There is a proof that uses Complex Analysis which is really quite elegant. It does depend on knowing that linear space of ordinary polynomials $\mathcal{P}$ is dense in $L^{2}[0,1]$, but you seem to know that fact. The proof is carried out by assuming that
$f \in L^{2}[0,1]$ satisfies
$$
\int_{0}^{1}f(t)e^{-2\pi int}\,dt = 0,\;\;\; n=0,\pm 1,\pm 2,\cdots, \;\;\;\; (1)
$$
and showing that
$$
\int_{0}^{1}f(t)t^{n}\,dt = 0,\;\;\; n =0,1,2,3,\cdots. \;\;\;\; (2)
$$
Then, because the polynomials are assumed to be dense in $L^{2}[0,1]$, it follows that $f=0$ a.e., from which one concludes that $\{ e^{2\pi in t}\}_{n=-\infty}^{\infty}$ is a complete orthonormal subset of $L^{2}[0,1]$.

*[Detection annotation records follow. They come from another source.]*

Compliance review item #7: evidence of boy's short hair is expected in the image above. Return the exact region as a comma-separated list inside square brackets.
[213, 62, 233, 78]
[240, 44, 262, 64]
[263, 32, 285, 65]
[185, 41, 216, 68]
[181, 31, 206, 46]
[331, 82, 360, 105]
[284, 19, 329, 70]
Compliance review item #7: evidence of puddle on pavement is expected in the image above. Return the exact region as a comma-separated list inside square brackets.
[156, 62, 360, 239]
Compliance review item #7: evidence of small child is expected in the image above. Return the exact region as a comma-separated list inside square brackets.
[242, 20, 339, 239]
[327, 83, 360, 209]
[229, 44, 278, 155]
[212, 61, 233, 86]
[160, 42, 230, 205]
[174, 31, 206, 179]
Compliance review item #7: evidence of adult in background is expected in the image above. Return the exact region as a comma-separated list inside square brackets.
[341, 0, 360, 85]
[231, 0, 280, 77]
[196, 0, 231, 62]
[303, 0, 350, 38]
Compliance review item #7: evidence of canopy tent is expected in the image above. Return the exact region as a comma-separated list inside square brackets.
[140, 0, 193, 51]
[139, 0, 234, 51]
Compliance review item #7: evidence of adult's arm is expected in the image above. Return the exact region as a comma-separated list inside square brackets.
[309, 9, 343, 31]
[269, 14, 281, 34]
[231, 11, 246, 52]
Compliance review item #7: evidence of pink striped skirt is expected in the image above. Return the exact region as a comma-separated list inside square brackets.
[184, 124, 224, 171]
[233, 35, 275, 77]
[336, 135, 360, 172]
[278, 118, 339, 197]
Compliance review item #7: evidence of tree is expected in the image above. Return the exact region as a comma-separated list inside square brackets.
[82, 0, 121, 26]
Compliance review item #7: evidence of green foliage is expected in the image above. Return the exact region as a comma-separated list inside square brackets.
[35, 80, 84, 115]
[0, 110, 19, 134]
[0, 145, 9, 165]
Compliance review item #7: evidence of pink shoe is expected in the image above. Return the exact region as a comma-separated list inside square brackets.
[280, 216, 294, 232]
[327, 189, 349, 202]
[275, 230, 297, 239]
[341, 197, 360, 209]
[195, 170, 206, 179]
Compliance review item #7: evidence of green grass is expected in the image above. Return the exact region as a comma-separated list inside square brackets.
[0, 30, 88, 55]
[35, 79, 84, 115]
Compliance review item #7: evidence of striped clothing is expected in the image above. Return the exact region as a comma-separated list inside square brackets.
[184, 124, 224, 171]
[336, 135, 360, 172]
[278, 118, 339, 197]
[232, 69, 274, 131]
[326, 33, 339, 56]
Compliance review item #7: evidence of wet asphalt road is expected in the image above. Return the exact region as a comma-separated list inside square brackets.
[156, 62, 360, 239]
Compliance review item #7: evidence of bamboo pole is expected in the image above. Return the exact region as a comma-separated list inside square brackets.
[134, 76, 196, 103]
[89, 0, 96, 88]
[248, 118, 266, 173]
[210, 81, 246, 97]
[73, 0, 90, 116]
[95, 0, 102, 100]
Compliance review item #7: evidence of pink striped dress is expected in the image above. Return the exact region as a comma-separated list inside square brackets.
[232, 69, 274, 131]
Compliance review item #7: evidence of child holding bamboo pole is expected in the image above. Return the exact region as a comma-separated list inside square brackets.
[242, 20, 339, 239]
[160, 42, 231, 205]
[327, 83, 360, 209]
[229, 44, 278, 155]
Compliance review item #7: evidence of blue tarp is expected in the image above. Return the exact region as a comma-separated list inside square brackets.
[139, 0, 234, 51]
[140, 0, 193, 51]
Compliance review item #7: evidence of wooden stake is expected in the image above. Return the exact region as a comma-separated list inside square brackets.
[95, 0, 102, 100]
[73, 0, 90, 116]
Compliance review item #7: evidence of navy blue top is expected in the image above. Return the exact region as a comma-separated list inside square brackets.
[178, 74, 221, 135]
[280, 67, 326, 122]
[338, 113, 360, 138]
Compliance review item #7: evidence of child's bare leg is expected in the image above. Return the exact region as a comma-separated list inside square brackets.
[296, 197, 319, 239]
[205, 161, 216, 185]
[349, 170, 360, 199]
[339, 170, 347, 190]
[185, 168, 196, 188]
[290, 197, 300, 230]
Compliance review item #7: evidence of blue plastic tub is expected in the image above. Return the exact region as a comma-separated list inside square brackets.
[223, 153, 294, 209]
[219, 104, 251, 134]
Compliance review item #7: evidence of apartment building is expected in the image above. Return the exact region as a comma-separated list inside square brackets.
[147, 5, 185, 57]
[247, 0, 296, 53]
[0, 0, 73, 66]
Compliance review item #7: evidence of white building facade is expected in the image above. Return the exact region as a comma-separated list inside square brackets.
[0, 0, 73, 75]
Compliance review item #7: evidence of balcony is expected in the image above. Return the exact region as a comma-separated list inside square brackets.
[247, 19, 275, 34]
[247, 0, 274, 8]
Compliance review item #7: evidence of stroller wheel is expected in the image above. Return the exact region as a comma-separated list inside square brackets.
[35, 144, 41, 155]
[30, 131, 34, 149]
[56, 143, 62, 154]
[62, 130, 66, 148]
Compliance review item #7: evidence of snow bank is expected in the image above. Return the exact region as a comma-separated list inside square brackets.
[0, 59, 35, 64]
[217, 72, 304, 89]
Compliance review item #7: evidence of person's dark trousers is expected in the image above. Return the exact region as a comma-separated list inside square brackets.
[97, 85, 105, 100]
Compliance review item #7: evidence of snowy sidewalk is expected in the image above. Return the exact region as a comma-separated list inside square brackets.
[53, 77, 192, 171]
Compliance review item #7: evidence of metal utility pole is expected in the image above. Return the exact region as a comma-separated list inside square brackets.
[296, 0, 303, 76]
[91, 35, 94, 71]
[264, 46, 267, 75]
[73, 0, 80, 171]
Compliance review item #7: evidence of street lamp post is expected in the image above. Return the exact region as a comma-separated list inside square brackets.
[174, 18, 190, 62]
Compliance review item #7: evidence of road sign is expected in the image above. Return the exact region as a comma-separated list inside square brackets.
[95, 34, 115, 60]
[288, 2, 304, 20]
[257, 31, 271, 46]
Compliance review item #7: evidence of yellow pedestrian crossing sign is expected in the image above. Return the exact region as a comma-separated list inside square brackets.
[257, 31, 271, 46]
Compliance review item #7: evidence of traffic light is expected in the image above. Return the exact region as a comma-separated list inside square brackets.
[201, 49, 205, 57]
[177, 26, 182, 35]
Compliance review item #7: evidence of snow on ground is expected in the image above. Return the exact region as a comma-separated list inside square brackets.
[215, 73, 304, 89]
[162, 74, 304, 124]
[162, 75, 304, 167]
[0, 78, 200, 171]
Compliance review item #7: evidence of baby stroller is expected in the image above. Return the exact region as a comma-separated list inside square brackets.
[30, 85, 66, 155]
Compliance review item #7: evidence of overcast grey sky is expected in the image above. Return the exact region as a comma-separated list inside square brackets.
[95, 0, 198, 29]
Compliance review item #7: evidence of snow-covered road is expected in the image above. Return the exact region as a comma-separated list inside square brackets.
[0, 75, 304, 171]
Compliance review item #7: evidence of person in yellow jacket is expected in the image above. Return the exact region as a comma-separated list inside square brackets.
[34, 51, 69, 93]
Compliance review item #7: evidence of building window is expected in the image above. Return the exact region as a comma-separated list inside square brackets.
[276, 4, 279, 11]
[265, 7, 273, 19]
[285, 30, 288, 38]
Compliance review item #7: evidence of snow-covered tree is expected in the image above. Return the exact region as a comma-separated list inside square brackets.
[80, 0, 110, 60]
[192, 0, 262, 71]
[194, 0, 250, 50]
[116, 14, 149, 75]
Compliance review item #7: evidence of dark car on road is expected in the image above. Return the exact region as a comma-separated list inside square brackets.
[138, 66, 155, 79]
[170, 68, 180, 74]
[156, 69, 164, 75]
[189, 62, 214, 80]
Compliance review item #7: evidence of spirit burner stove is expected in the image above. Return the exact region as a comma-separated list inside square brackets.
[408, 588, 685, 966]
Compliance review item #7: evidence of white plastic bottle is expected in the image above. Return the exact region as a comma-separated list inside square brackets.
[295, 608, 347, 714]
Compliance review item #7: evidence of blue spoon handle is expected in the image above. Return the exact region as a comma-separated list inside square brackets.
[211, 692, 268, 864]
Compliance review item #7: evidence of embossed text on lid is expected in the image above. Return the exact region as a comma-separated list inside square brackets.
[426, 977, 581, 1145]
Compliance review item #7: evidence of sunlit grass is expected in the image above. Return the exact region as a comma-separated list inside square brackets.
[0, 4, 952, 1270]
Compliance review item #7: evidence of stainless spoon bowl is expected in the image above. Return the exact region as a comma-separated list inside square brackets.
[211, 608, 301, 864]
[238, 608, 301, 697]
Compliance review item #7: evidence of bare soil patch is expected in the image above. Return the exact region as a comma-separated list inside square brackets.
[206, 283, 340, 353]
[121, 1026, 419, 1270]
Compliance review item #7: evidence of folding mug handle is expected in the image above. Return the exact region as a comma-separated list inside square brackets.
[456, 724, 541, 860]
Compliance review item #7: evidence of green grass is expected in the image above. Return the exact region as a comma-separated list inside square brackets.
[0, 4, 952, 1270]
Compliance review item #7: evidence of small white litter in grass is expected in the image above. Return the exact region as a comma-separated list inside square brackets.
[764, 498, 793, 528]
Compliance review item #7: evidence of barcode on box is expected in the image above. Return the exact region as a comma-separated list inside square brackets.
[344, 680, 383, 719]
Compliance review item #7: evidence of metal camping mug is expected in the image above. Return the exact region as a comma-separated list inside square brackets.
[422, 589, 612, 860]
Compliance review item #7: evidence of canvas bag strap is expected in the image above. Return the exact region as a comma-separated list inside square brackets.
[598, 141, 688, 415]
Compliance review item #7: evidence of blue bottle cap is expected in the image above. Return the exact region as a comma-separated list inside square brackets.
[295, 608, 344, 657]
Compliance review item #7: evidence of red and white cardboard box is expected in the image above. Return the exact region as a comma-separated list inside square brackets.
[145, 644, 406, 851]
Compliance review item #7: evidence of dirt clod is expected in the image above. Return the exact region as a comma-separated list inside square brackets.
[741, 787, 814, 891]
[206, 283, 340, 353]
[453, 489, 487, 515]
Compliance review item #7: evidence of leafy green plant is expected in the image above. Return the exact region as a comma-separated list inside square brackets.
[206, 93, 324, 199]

So, assume $f \in L^{2}[0,1]$ satisfies (1) for all integers $n$. Define a function
$$
F(\lambda)=\frac{1}{e^{2\pi i\lambda}-1}\int_{0}^{1}e^{2\pi i\lambda t}f(t)\,dt.
$$
The function $F$ is holomorphic on $\mathbb{C}\setminus\mathbb{Z}$, with removable singularities at every $n \in \mathbb{Z}$. So $F$ extends to an entire function of $\lambda$. Furthermore, $F$ is uniformly bounded on all closed square contours $S_{n}$ formed by connecting $(n+1/2)(1+i)$, $(n+1/2)(-1+i)$, $(n+1/2)(-1-i)$, $(n+1/2)(1-i)$. And, for $\lambda \in \mathbb{C}$ with $|\lambda| < N$,
$$
F(\lambda)=\frac{1}{2\pi i}\oint_{S_{n}}\frac{F(z)}{z-\lambda}\,dz,\;\;\; n \ge N.
$$
It follows that $F$ is uniformly bounded on $\mathbb{C}$. So, by Liouville's Theorem, $F$ is a constant $C$, which is to say
$$
\int_{0}^{1}e^{2\pi i\lambda t} f(t)\,dt = C(e^{2\pi i\lambda}-1),\;\;\; \lambda \in \mathbb{C}.
$$
The constant $C$ must be $0$ because the left side tends to $0$ as $\lambda$ tends to $\infty$ along the positive imaginary axis. So,
$$
H(\lambda)=\int_{0}^{1}e^{2\pi i\lambda t}f(t)\,dt \equiv 0.
$$
All derivatives of $H$ are also $0$, and, hence,
$$
\int_{0}^{1}t^{n}f(t)\,dt =0,\;\;\; n=0,1,2,3,\cdots.
$$
Therefore $f=0$ because, by assumption, the linear subspace of polynomials $\mathcal{P}$ is dense in $L^{2}$. So, $\{ e^{2\pi int}\}_{n=-\infty}^{\infty}$ is a complete orthonormal subset of $L^{2}$.